Chief Justice John Roberts commends the courts’ responses to the pandemic.
The nation’s courts have reacted nimbly to the coronavirus pandemic, Chief Justice John G. Roberts Jr. wrote in his year-end report on the state of the federal judiciary.
“For the past 10 months,” he wrote, “it has been all hands on deck for the courts, as our branch of government confronted the Covid-19 pandemic.”
“The last nationwide crisis came with the virulent outbreak of the Spanish flu in 1918, which led to cancellation of Supreme Court sessions,” he wrote. “But for more than a century, the courts have not had to respond to such a widespread public health emergency.”
It was an eventful year for Chief Justice Roberts, one that included presiding over the impeachment trial of President Trump, the death of Justice Ruth Bader Ginsburg and the arrival of Justice Amy Coney Barrett. The reconfigured court is a work in progress, but the addition of Justice Barrett will almost certainly diminish the chief justice’s power, as his vote is now no longer crucial when the justices are divided along ideological lines.

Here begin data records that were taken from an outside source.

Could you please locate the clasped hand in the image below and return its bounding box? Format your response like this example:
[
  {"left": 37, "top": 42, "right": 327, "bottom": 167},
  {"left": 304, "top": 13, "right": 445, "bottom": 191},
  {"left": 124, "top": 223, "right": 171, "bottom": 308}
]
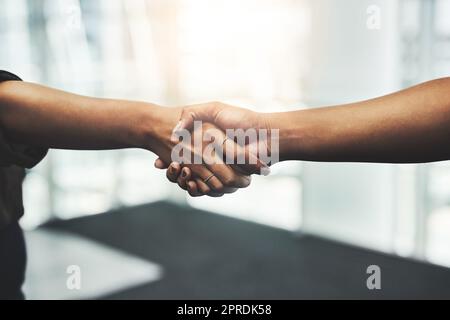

In reaction to the pandemic, the Supreme Court postponed arguments that had been scheduled for March and April, and in May it embarked on a bold experiment, hearing arguments by telephone and letting the public listen in, both firsts. The court has now heard some 40 arguments in the new format. Notwithstanding the occasional glitch, the proceedings were orderly and dignified if at times stilted and inert.
Chief Justice Roberts wrote that the new format allowed the court to function. “Although we look forward to returning to normal sittings in our courtroom,” the chief justice wrote, “we have been able to stay current in our work.”
By some measures, though, the court’s workload is dropping. An appendix to the chief justice’s report said the court issued only 53 signed opinions in argued cases in the term that ended in July. That is the smallest number since the 1860s. The current term seems poised to yield a similarly small number of opinions.
During the Spanish flu epidemic, in the term that started in 1918, the court decided 163 cases, or more than three times as many as the current court.